With razor-sharp humour, and an unbelievable set of pipes to match – Alice Tovey, in her new one-woman show, Malice, surely consolidates her position as an up-and-coming favourite at this year’s Fringe Festival.
Tovey, with her creative partner and on-stage counterpart at the piano, Ned Dixon, rollick through the young modern-Australian psyche, in a cabaret packed with quick wit and a collection of brilliant original songs. Amid the intimate surrounds of Son Of Loft at the Lithuanian Club in North Melbourne, Tovey deals with everything from love in our detached age of social media, feminism and catholic schooling, to everybody’s favourite blue-tie-wearing, breakfast show geezer, Karl Stefanovic. On offer is a relatable, an often insightful, but devilishly funny, insight into topical and relevant issues of the seemingly disillusioned bulk of twenty-somethings. Tovey takes this cynicism and distils it to an essence that is sometimes quite personal, yet sprinkles it with a generous dusting of humour – the perfect amount to make self-deprecation insanely funny.
The real highlight lies in Tovey’s inimitable skill in proffering good comedy through song. This medium can often be a trap for comedians, for whilst the song’s content may be funny, the desired reaction might not be received owing to problems in delivery, or even in the musical makeup of the piece. However, Tovey’s delivery proved to be, as they say, “on point.” Her voice is a big and powerful vehicle in this show, and is used to great effect. The skills displayed, and her staggering abilities in the art of singing were, indeed, incredible. This, however, in no way detracted from the task at hand – rather, her slick execution of the vocals only added to the laughs had, with well-written, Tim Minchin-esque lyrics to match.
Ned Dixon’s music added yet another layer of polish. His adept composition and incredible mastery of numerous musical styles were astounding. The Melbourne-based composer peppered the score with flavours of modern Broadway, to jazz and pastiche, only highlighting his unique skill for both composition and performance.
Technically, the show worked well. Simple lighting states offered visual variation, with uncomplicated staging showcasing the stand-up style. Sound-wise, however, some problems did exist. The amplification of the stage piano maintained a good level throughout, yet with seemingly little or no inclusion of Tovey in the final mix. Whilst this showcased the sheer power of her voice, in such a small space as Son Of Loft, the commitment to having everything amplified or acoustic should be noticeable and not exist in a sometimes sonically strange middle ground. Indeed, Malice cries out for a bigger venue and a piano perhaps to intensify both the brilliance of the songs written, but also the already-high sass factor.

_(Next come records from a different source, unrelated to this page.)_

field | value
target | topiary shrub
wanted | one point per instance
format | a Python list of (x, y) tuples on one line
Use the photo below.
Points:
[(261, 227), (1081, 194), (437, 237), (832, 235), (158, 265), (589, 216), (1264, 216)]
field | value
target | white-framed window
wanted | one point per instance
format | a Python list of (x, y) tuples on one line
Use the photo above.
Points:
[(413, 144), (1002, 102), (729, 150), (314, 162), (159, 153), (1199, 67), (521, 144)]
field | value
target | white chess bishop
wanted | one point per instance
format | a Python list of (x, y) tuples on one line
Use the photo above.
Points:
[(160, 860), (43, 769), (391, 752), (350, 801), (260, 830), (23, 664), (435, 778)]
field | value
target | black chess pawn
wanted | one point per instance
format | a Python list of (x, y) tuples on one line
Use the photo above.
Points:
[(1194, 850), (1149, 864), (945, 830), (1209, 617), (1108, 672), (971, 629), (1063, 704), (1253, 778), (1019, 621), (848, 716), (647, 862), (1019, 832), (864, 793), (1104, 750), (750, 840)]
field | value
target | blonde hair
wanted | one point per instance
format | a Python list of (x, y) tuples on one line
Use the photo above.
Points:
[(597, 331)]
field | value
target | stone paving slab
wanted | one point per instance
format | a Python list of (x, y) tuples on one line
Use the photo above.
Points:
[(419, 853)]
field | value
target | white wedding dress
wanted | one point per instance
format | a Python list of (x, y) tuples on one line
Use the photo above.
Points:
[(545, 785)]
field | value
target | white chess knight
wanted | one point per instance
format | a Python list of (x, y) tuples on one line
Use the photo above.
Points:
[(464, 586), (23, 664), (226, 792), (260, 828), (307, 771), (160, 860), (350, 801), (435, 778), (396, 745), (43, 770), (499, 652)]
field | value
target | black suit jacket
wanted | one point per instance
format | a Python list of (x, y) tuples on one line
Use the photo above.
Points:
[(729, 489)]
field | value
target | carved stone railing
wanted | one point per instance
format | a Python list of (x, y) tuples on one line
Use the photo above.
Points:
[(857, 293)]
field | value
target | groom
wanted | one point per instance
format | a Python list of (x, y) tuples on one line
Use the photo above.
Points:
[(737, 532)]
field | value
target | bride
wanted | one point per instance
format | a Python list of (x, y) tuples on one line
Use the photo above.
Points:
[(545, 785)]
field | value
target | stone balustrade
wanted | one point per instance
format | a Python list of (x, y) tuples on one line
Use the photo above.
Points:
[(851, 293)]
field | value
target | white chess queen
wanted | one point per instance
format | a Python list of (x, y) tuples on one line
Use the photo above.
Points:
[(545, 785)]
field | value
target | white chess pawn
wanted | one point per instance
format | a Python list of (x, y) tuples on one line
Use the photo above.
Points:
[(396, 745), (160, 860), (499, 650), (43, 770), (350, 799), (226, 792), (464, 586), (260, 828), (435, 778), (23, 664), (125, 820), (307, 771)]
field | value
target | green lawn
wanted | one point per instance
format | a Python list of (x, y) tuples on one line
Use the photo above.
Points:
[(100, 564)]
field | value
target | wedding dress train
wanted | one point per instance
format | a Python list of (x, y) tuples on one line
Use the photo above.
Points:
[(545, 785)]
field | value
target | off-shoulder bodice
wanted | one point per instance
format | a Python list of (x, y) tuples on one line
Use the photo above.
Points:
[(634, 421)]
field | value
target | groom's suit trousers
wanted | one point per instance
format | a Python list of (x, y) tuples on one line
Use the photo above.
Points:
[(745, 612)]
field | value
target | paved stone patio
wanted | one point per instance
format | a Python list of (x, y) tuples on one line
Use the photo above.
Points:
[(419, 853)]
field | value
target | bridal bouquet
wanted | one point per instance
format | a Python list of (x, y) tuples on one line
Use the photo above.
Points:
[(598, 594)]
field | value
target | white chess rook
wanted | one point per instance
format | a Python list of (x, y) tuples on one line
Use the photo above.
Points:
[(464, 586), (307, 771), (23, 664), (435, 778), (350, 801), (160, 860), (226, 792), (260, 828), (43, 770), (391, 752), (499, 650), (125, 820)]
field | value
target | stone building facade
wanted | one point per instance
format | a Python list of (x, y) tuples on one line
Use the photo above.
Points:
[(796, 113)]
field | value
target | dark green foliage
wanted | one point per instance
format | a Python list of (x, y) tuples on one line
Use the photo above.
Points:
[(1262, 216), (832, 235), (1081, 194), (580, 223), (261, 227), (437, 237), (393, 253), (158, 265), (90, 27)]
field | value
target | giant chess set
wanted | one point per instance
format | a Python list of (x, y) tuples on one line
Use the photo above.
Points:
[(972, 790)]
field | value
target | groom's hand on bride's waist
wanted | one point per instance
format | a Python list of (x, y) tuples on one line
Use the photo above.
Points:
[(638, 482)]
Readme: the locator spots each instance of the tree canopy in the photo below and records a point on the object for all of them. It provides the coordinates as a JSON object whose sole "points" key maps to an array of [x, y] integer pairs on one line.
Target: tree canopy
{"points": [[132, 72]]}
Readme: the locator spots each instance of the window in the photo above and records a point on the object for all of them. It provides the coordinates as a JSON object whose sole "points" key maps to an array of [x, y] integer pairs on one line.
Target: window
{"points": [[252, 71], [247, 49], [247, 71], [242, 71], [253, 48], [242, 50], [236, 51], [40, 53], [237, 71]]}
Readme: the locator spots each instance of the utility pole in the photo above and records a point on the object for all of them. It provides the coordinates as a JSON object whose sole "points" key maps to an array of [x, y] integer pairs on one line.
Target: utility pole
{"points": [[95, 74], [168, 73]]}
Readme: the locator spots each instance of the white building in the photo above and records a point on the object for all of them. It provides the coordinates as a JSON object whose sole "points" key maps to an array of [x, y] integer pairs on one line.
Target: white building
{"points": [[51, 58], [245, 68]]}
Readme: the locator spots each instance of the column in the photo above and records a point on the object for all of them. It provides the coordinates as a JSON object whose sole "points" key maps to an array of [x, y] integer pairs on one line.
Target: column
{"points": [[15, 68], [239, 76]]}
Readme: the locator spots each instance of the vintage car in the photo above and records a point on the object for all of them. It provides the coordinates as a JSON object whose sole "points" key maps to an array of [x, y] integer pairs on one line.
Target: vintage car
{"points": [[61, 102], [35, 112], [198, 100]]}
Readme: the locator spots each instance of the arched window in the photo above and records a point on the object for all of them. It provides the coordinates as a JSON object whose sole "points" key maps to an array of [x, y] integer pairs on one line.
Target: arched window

That said, the success in the acerbic humour presented was surely noted, with some of the funniest moments being Tovey’s off-the-cuff comments and her exemplification of the true pessimist-comedian and ‘Disciple of Satan’.
Together, Tovey and Dixon have created an incredibly well constructed cabaret, highlighting both of their skills to great comedic effect. Both early on in their careers, the theatrical sophistication shown speak volumes for their skill in this area. With a very punny title, Malice offers an opportunity to ride the proverbial rollercoaster, with both emotional peaks and troughs. The great thing, however, is that it is all wickedly funny.